While living in an area called G’rar, Yitzchak plants produce – and does well. וימצא בשנה ההיא מאה שערים ויברכהו ה' – “and he found that year ‘one hundred measures’ and God blessed him.” What are these מאה שארים (pronounced Meah Shearim) – “hundred measures?” What does Yitzchak find?
Rashi explains that after Yitzchak projects the anticipated yield for the crop that year, the field actually produces one hundred times the projected yield. Rashi adds, “And our rabbis said that this crop approximation was for the purpose of tithes.”

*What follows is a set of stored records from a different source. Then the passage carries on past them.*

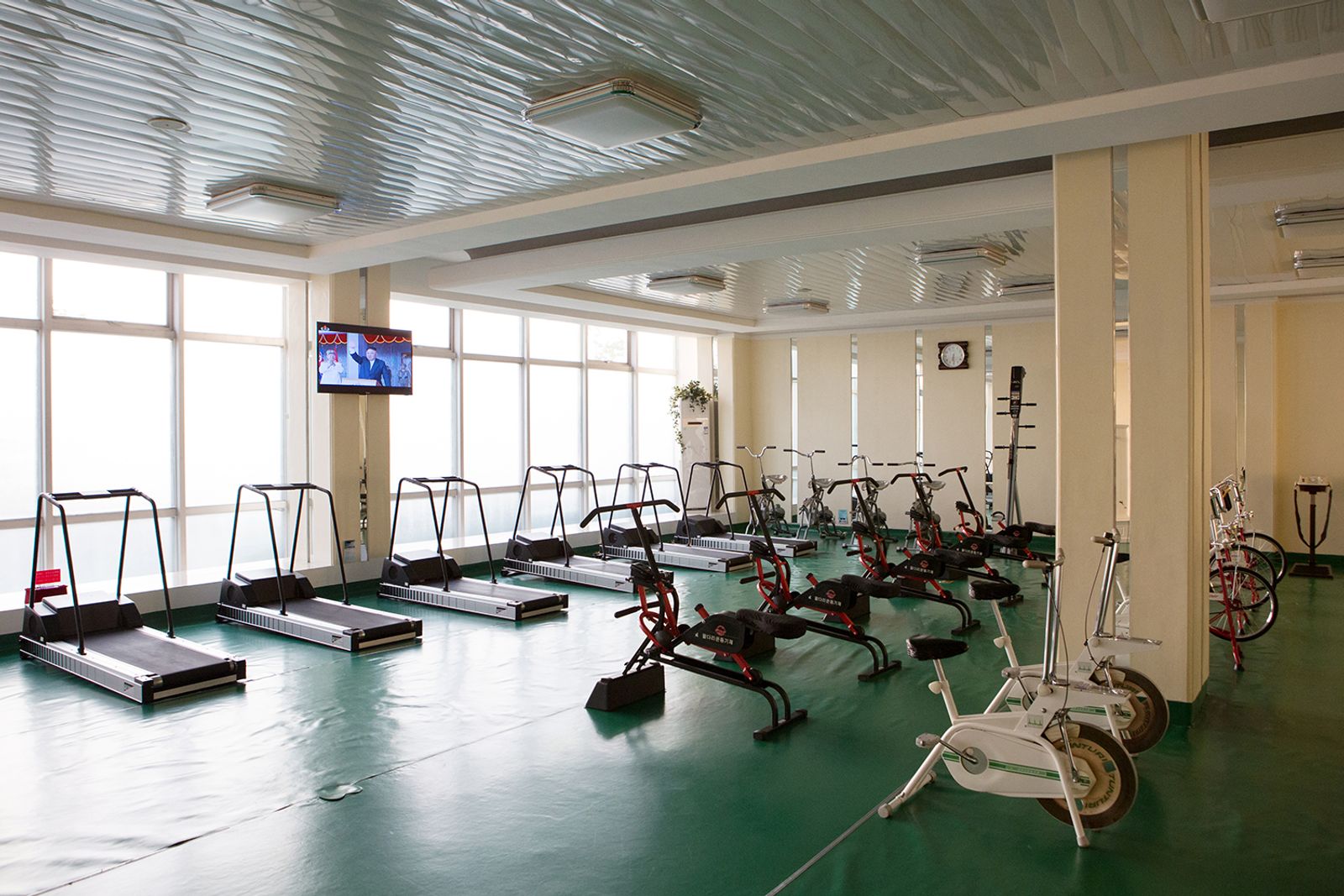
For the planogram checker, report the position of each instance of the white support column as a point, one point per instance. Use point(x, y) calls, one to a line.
point(1085, 402)
point(1169, 389)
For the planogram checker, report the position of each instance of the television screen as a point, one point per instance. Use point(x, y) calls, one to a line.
point(363, 360)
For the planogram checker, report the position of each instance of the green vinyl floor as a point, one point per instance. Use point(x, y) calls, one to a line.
point(481, 772)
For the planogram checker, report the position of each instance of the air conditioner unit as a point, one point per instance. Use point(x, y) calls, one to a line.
point(687, 284)
point(615, 113)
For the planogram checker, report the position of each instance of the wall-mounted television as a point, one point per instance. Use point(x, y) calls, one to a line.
point(363, 360)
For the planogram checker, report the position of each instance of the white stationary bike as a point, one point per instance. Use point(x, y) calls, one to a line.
point(1140, 723)
point(1092, 783)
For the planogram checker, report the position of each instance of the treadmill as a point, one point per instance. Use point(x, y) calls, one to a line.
point(101, 638)
point(433, 578)
point(627, 542)
point(286, 602)
point(705, 531)
point(553, 558)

Siftei Chachamim (a super commentary on Rashi) wonders: why does Rashi feel the need to add this piece of information? Who cares why they approximated the field’s yield? He suggests that Judaism always frowns on measuring one’s wealth. The gemara in Baba Metzia (42a) tells us that, “We don’t find blessing in something counted and measured.” God gives His gifts whether we count them or not. For this reason, we refrain from counting our blessing, or chickens or even crops. If so, how could Yitzchak measure his expected field yield?
According to Siftei Chachamim, this must be why Rashi explains why Yitzchak counts his crop. He must measures merely for the purpose of tzedakah – to know how much to tithe from his crop, reinforcing the association between Meah Shearim and frumkeit (and tzedakah) to this day.